Football facility in Germany

Red Bull Arena (/de/; formerly Zentralstadion /de/) is a football stadium located in Leipzig, Saxony, Germany, in the Zentrum-Nordwest locality. It is the largest football stadium in Eastern Germany, and has also hosted music concerts as well as football.

Opened in 2004, it is currently the home stadium for Bundesliga club RB Leipzig, with FC Sachsen Leipzig having previously used the stadium from its opening until 2009. Due to UEFA sponsorship regulations, the stadium is known as the RB Arena and Leipzig Arena for European matches.

==Background==

In 1956, the first Zentralstadion opened, at the time it was one of the biggest stadiums in Europe being able to hold 100,000 spectators. Various Leipzig football teams used the venue as a home stadium, including VfB Leipzig (precursor to 1. FC Lokomotive Leipzig) at various points in the 20th century (including large-scale European matches in the 1970s and domestic football in the 1990s). However, in the 1990s, it fell into disuse and was costing the city too much to maintain.
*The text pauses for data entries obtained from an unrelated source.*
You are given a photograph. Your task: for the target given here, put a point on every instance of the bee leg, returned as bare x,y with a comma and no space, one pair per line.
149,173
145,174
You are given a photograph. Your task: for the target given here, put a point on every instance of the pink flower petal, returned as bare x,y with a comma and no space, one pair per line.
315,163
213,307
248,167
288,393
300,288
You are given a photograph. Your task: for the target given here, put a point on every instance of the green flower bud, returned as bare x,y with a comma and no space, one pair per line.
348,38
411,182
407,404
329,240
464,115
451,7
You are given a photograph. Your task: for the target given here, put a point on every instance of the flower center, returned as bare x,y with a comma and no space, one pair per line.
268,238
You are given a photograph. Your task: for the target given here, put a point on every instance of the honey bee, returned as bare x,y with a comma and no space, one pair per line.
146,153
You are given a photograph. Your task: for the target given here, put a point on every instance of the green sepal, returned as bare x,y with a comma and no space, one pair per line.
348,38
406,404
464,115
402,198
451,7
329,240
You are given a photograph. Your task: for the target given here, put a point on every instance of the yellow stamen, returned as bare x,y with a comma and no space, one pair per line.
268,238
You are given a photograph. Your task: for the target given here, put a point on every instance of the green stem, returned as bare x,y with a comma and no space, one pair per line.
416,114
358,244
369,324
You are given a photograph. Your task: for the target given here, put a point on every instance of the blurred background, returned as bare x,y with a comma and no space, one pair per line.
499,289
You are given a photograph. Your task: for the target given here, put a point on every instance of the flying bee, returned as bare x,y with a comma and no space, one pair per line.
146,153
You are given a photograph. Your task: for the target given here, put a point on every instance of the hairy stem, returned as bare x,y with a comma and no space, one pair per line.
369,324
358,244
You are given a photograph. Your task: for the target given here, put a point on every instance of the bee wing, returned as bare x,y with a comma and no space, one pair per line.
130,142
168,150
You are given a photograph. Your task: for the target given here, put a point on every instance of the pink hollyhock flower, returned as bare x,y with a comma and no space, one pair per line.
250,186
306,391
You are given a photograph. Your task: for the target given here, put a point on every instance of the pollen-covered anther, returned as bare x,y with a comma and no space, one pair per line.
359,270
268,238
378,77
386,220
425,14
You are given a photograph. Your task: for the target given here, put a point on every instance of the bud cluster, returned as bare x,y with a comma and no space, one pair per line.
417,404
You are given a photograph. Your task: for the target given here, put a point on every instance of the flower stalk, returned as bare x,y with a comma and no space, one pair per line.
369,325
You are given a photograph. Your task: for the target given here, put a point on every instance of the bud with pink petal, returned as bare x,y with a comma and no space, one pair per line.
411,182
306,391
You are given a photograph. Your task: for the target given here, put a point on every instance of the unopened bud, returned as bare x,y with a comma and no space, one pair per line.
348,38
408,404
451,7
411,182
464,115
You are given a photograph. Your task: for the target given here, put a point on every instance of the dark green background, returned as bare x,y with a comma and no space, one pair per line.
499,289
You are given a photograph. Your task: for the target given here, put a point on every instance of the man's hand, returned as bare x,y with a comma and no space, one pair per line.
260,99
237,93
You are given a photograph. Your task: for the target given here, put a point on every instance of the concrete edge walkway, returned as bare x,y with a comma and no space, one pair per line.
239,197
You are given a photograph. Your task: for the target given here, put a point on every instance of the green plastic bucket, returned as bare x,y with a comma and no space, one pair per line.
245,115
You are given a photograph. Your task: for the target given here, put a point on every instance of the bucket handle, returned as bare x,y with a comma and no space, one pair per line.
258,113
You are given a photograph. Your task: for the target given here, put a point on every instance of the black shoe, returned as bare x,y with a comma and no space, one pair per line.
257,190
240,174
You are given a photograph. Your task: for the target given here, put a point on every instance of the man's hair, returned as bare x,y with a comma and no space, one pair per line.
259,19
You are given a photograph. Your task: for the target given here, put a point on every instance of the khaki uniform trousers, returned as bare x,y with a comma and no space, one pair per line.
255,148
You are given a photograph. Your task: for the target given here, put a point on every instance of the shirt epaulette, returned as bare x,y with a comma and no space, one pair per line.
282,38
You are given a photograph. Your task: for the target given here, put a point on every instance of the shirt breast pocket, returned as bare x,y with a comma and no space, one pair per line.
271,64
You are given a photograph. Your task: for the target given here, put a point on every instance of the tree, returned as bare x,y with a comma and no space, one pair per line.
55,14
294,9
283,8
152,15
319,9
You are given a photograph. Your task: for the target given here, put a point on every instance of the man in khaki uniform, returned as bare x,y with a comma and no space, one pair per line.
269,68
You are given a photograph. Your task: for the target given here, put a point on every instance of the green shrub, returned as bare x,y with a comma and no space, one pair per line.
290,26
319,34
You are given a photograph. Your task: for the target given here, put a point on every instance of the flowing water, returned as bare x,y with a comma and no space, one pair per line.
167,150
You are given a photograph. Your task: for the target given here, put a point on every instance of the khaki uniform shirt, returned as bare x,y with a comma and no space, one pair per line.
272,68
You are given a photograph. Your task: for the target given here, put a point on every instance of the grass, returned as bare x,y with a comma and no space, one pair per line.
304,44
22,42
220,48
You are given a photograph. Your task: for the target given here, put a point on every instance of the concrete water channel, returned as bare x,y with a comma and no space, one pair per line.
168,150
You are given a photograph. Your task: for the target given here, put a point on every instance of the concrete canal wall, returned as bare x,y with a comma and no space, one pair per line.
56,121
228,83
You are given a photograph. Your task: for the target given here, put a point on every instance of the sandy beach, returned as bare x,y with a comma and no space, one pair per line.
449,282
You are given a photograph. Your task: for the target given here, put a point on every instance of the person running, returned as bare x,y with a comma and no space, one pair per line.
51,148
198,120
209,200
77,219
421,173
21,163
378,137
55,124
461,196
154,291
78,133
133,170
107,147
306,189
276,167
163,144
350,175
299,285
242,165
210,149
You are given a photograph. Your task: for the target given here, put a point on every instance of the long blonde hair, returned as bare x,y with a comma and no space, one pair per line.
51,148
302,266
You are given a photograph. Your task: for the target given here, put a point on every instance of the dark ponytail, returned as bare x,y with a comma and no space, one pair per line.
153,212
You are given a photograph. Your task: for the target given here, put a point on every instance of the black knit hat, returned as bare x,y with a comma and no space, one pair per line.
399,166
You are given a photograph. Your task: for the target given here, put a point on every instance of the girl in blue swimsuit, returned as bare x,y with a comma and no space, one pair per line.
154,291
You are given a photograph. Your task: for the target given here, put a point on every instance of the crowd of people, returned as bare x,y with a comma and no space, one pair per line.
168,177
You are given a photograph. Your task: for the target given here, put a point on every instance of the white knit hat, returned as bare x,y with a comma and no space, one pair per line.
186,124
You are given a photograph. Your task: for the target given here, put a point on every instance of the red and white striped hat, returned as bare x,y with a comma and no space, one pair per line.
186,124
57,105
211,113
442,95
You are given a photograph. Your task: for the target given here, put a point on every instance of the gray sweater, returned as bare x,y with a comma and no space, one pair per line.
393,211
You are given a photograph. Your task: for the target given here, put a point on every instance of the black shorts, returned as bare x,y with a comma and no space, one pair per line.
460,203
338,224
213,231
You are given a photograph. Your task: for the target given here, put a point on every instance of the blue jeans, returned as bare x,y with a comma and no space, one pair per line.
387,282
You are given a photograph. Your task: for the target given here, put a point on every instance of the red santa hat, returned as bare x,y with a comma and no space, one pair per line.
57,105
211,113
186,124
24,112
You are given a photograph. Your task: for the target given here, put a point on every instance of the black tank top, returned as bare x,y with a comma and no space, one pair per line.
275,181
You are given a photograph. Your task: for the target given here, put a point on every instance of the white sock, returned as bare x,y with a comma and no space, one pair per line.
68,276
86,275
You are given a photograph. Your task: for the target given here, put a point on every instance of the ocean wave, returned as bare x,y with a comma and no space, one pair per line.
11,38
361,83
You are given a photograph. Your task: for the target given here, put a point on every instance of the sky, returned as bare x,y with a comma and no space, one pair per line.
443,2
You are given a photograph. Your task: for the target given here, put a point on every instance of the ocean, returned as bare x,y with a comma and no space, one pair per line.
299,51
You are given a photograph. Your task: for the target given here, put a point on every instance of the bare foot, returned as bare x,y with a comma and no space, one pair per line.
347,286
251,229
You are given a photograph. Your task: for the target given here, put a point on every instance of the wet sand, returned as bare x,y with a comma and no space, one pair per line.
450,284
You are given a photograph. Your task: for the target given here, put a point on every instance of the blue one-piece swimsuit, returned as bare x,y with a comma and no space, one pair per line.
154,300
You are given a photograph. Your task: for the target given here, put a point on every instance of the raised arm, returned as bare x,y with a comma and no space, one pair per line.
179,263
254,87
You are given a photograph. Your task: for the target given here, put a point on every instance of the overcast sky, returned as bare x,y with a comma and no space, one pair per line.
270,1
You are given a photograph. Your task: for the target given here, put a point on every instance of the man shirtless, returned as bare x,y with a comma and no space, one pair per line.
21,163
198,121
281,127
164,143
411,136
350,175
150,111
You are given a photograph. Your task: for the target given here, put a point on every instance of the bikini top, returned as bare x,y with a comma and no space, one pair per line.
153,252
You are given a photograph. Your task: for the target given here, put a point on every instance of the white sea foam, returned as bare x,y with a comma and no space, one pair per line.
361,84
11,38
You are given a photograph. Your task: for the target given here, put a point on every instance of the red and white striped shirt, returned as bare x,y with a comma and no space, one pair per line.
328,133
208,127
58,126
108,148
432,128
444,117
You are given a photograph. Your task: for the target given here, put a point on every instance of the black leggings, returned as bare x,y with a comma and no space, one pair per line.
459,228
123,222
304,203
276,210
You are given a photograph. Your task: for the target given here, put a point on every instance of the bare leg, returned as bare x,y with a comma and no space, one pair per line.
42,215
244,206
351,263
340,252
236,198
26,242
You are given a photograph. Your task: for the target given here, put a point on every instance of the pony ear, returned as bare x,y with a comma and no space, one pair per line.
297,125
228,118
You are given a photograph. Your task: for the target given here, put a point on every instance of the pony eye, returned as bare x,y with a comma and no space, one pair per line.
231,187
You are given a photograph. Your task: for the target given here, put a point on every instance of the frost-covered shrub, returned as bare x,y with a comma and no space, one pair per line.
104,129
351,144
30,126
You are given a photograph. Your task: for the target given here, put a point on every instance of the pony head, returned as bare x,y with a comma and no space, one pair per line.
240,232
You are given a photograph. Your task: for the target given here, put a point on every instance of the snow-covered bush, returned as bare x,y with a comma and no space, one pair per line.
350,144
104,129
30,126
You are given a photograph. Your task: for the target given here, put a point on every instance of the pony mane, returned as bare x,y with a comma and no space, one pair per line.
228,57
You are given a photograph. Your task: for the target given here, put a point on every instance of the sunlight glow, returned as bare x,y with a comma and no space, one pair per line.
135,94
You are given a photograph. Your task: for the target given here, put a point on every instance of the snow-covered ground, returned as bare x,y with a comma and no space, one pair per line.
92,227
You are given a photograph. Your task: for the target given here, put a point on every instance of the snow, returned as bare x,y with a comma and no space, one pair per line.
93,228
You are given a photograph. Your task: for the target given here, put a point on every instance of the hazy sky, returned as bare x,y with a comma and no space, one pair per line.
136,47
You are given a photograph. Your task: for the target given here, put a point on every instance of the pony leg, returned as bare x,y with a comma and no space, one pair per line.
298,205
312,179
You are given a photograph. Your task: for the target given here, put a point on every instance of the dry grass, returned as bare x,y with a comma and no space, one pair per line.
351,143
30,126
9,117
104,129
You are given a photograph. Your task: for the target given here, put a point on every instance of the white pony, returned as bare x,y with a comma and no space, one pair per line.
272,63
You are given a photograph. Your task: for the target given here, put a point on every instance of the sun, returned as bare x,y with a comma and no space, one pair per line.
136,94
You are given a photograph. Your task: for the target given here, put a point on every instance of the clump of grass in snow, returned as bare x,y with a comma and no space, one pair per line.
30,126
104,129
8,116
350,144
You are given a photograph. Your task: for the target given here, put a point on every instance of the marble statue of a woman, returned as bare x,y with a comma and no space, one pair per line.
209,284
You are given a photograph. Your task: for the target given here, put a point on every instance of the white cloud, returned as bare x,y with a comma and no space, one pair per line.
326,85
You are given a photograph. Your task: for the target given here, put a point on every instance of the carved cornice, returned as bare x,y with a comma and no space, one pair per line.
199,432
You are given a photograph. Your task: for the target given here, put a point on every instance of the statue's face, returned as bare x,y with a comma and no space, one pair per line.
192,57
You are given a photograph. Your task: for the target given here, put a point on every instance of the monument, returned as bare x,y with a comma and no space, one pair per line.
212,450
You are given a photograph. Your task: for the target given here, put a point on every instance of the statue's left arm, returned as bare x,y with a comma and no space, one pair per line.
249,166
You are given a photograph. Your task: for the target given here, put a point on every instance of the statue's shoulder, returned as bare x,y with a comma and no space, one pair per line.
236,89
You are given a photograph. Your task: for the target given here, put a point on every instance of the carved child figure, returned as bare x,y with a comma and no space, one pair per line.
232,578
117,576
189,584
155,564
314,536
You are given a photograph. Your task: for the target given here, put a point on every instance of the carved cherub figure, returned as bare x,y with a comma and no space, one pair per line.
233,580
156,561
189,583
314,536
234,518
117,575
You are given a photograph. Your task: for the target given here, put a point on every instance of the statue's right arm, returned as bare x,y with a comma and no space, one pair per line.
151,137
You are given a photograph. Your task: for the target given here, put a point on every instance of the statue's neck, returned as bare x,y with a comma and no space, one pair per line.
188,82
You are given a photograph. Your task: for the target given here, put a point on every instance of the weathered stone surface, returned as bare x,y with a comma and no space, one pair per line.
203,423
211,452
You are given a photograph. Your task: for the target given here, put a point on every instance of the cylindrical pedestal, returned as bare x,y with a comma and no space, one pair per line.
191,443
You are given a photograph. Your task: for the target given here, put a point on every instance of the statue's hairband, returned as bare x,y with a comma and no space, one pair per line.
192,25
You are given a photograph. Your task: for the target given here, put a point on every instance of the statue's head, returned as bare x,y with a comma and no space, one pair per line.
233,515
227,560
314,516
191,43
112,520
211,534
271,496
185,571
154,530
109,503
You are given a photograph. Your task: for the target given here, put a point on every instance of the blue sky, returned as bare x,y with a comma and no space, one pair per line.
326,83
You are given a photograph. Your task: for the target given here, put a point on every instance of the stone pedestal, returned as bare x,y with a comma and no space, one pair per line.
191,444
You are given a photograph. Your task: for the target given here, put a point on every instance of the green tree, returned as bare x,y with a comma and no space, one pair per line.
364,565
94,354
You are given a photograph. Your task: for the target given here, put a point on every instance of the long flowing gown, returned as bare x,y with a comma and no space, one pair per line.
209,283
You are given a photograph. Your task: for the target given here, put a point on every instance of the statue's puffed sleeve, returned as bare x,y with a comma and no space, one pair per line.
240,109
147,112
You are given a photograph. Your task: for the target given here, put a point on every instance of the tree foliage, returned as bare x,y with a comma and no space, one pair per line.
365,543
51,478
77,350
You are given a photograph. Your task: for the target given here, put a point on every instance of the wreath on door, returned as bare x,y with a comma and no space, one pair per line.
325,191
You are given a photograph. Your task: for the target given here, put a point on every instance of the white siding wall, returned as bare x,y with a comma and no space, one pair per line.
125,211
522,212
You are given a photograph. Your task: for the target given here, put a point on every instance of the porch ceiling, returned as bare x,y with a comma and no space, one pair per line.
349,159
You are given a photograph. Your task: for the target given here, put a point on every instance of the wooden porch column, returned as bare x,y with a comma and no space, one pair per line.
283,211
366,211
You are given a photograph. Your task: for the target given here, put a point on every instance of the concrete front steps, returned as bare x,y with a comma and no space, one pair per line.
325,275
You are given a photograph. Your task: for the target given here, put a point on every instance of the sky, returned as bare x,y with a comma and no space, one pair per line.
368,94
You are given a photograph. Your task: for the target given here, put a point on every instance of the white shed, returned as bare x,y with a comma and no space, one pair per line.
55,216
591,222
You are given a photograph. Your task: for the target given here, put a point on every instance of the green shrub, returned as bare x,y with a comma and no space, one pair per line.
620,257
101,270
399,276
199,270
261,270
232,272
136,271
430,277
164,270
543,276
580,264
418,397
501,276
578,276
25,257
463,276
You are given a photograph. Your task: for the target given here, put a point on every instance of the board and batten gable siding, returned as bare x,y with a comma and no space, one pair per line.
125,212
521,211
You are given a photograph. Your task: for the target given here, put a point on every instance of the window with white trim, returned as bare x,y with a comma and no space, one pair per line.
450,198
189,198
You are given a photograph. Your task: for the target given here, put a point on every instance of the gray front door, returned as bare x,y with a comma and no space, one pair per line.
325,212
In 1997, the city of Leipzig decided to build a new stadium within the old stadium, a modern state of the art stadium only for football. Construction of the new stadium took place from December 2000 to March 2004. A similar endeavour of constructing a new stadium within the confines of an historic stadium's exterior was completed in Chicago's Soldier Field, which similarly built a modern stadium while preserving the exterior of the original structure.

==History==
The Zentralstadion was the only stadium in former East Germany to host games in the 2006 FIFA World Cup. It hosted four group matches and a round of 16 game in the tournament. A year earlier, it was also one of the venues for the 2005 FIFA Confederations Cup and hosted three matches of the tournament, including the third-place match. From 2005 to 2007, the Zentralstadion was host of the German League Cup final.

FC Sachsen Leipzig used the stadium as a home ground from time to time between 2004 and 2007, however they moved back to their traditional home, the Alfred-Kunze-Sportpark at the start of the 2008–09 season.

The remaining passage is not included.